A recent Slashdot story tells the tale of just how twisted this story has become.
The basic problem here is one of scale.
Before the Internet and P2P, the average person simply did not have the means to undertake large-scale copyright violation. Sure, you could copy a tape, or even a VHS casette, but you still had to:
- Pay for the tapes
- Pay to distribute them (postage, gas for driving to your friends house, etc.)
- Take the time to make each copy individually
So by and large, individual copyright violations remained decidedly small scale. The effects of such violations were not statistically significant1 to the copyright holders (as far as their profit was concerned), so they were not pursued.
Fast-forward to the current day. Now we have the Internet, P2P software, and music is now digital. This is a huge difference – the cost of making copies is now basically $0 (it’s all just bits & bytes), and the cost of distributing it is basically $0 as well (or, rather, the cost started low and is approaching zero, as bandwidth gets cheaper and cheaper).
Now the average person has the means to distribute copyrighted material to a huge audience. Suddenly, this sort of copyright violation is most definitely statistically significant to the copyright holder. (Or, at least they would have you think so – I still maintain that while significant, it is still very, very small.)
And therein lies the problem. Copyright law (as currently written, and, more importantly, as traditionally enforced) does not scale well. It worked fine when there were only a (relatively) few major copyright violators. It doesn’t work well when everyone & their brother can share an entire music store’s worth of copyrighted materials (music, movies, etc.) to the entire world from their bedroom while they sleep!
So what to do?
One way to deal with this is the draconian, heavy-handed legal way. Strictly speaking, any copyright violation is illegal – no matter how large or small. You could crack down on all of it – sue everyone into oblivion. Pass laws to make the possession of devices used to violate copyright illegal. (This has already been done, by the way. Look up the DMCA.) No excuses!
Of course, it’s easy to see that if you did this, we’d end up back in the stone ages, since all sorts of modern technology can be used to violate copyright – this is nothing new. And the courts have already ruled on this, to a certain extent – back when VHS was new, there were lawsuits about it being used to copy movies at home. The courts ruled that this was covered under “fair use,” and that just because a device might be used to violate copyright does not mean that the device itself should be illegal (especially if the devices’ primary purpose is not copyright violation – devices that are specifically engineered to violate copyright fall into a more uncertain gray area, legally speaking).

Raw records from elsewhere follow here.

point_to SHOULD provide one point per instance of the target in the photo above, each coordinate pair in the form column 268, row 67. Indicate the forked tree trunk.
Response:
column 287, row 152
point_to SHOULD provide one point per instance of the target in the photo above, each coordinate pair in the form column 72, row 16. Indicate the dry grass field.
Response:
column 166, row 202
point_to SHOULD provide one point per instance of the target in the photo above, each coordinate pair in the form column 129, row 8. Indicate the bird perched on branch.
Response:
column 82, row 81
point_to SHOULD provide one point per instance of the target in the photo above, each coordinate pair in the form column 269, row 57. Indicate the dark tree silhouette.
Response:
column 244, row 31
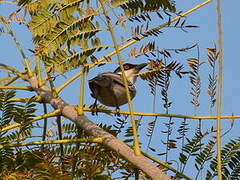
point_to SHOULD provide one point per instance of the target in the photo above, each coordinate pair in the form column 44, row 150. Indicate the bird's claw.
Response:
column 94, row 109
column 117, row 111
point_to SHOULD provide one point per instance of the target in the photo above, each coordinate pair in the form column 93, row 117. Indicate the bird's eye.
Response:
column 126, row 67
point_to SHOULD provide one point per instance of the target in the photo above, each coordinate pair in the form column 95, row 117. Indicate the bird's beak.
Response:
column 141, row 66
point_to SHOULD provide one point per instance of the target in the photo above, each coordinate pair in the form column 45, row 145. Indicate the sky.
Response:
column 179, row 93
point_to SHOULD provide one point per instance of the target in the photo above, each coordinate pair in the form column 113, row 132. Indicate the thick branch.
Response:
column 109, row 140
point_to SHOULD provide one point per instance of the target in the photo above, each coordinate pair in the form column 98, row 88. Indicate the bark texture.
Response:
column 91, row 128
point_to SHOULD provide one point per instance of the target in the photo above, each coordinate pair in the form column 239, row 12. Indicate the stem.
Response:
column 63, row 141
column 45, row 122
column 219, row 90
column 60, row 138
column 116, row 46
column 81, row 99
column 132, row 42
column 52, row 114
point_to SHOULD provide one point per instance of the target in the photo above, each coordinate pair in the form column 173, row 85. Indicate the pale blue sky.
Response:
column 205, row 17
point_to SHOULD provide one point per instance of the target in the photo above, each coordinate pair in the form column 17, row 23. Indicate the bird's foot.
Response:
column 94, row 109
column 117, row 111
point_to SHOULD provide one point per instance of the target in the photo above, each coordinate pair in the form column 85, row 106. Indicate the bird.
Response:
column 108, row 88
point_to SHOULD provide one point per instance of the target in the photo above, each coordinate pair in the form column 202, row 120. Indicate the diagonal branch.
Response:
column 92, row 129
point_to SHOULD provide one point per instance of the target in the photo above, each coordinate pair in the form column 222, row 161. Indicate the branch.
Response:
column 92, row 129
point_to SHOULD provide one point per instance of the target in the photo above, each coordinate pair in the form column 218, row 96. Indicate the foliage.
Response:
column 66, row 35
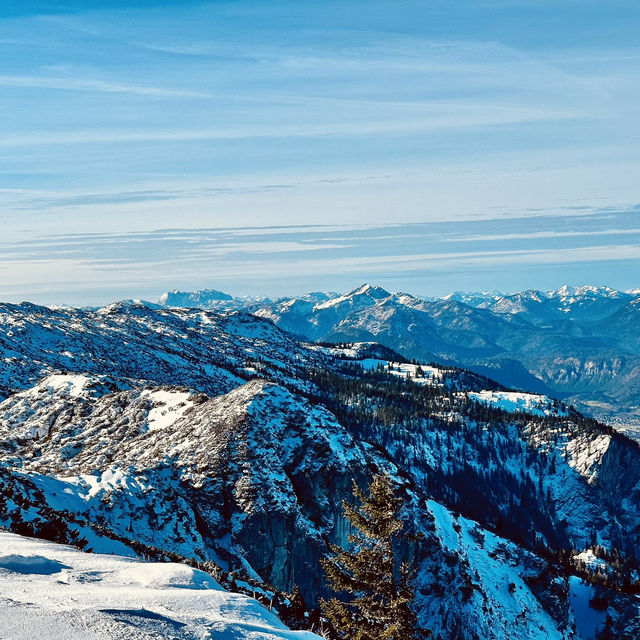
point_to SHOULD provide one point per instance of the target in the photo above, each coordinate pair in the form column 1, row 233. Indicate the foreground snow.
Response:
column 50, row 591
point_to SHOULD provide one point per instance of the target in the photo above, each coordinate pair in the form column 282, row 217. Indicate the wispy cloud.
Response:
column 95, row 85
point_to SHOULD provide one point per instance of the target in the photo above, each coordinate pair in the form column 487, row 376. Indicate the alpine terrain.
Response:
column 218, row 446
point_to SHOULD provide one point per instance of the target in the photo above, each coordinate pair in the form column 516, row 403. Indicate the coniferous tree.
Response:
column 378, row 608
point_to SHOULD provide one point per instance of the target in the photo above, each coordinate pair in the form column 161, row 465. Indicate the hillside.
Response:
column 579, row 344
column 218, row 438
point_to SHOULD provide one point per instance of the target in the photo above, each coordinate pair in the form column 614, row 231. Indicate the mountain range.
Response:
column 579, row 344
column 225, row 440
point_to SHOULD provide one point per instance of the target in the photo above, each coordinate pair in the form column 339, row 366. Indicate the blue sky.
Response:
column 275, row 148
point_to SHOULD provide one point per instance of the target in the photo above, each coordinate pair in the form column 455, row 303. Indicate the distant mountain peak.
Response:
column 177, row 298
column 371, row 290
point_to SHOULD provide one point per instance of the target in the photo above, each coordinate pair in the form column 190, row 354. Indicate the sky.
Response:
column 273, row 148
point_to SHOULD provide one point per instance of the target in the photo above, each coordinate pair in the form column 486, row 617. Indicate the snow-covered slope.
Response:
column 50, row 591
column 576, row 343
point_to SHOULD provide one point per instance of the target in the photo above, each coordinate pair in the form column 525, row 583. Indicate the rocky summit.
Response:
column 217, row 439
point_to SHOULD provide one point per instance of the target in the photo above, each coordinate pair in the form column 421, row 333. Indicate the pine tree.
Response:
column 378, row 608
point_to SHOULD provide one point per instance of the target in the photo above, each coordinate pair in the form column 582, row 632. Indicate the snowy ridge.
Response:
column 51, row 591
column 519, row 402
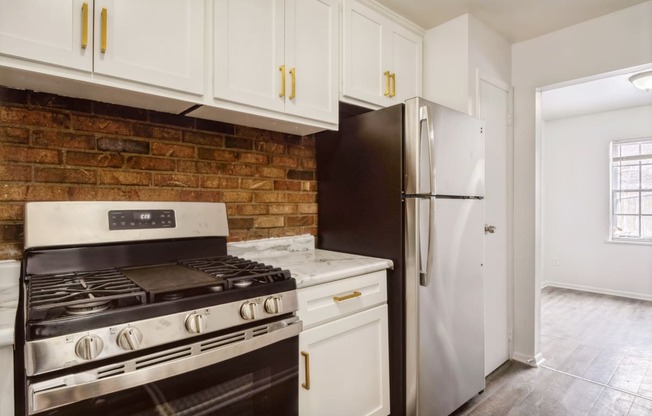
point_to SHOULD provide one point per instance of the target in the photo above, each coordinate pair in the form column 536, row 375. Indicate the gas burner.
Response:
column 166, row 297
column 89, row 308
column 52, row 296
column 238, row 272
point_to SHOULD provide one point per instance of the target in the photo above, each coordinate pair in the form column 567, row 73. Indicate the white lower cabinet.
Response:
column 344, row 361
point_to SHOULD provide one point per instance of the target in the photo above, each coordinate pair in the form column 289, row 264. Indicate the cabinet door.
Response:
column 348, row 362
column 249, row 52
column 157, row 42
column 48, row 31
column 405, row 63
column 311, row 52
column 364, row 48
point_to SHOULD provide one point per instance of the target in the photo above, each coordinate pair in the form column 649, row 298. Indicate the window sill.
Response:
column 629, row 242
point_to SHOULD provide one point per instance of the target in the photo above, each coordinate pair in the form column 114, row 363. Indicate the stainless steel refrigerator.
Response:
column 407, row 183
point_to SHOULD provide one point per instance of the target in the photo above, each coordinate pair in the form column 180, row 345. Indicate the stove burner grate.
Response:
column 80, row 293
column 238, row 272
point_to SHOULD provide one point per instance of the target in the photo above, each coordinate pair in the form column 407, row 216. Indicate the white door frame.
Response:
column 498, row 83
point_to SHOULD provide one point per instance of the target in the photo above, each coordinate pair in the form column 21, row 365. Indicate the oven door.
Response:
column 251, row 372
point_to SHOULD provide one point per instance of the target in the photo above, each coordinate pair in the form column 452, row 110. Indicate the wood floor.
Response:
column 598, row 361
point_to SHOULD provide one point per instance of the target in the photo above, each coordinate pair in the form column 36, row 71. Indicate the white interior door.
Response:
column 494, row 109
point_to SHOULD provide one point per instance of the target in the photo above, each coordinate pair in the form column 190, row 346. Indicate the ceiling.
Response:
column 514, row 20
column 520, row 20
column 609, row 93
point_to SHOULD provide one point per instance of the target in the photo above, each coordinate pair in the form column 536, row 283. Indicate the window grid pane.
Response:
column 631, row 190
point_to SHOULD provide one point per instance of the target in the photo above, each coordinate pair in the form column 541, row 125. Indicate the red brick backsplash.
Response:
column 58, row 148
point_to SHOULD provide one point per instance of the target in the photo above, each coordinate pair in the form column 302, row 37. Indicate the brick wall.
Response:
column 57, row 148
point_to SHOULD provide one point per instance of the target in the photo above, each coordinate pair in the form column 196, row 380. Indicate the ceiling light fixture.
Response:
column 642, row 81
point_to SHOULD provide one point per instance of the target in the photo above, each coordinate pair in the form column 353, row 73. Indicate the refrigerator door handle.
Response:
column 425, row 226
column 424, row 119
column 424, row 242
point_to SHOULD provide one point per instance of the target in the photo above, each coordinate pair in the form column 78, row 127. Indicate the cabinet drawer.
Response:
column 333, row 300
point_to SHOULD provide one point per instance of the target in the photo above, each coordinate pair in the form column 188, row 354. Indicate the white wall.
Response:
column 446, row 64
column 453, row 52
column 619, row 40
column 575, row 198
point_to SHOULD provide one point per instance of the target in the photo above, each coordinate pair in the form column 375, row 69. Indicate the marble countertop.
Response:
column 308, row 266
column 9, row 278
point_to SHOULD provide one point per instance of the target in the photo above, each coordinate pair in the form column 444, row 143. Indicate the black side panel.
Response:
column 360, row 186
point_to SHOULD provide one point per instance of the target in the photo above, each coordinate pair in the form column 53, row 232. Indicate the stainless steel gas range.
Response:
column 135, row 308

Unfortunately, this is the method that the RIAA and MPAA have decided to use in enforcing their “rights.” They want to maintain the “status-quo.” They don’t care what new technology comes out – they want the ability of people to copy their stuff (i.e. music and movies) to remain just as difficult as it was before computers & the Internet. As a direct result of this line of thinking, we have things like DRM and rootkits that hijack our computers (without permission) on our music CDs.
The other way to handle this – the way that should be used (in my opinion), is to make an economic incentive for people not to indulge in wide-scale copyright infringement. After all, that’s what kept it under control in the first place!
To a small extent, this is already underway – though not spearheaded by the RIAA or MPAA, by any means. I’m talking, of course, about things like iTunes. Basically, if you make the music cheap enough, and trust to the general “goodness” in people, they will opt to buy music, rather than steal it. Especially if the purchased music includes “perks,” such as higher quality file formats, or maybe on-line access to additional content (movies, websites, interviews, stuff like that – like what you’d find on a DVD’s “extras” section).
At the same time, you have to remove the barriers to “fair use.” Don’t encode these purchased files so that they can only be played on one computer. People expect to be able to play “their” music on whatever device they choose – and they don’t like it when they can’t. And if they can’t, they’ll go get their music somewhere else – that is to say, from copyright violators on the Internet.
The trick, of course, is balance – something that corporate America is notoriously bad at. But if that balance can be struck, I truly do believe that copyright violations (in the form of normal-person file sharing, anyway) will go way down. It’s not “the status-quo,” and it’s certainly not “the way things used to be,” but hey, markets evolve, and companies (and laws) must evolve with them or perish.
1 In commonly heard arguments, you’ll hear people throw around qualifiers such as “large,” “measurable,” or “increasingly significant” in relation to how much of an effect file sharing (as a form of copyright violation) is having on their industries. This is just a trick of rhetoric – these qualifiers have no measurable or defined quantity. Just one person sharing a Britney Spears track with one other person is technically “measurable,” after all. I’ve used the more accurate statistically significant because statistics is math and can be quantified. I could even come up with the formula necessary to determine it, if I wasn’t lazy.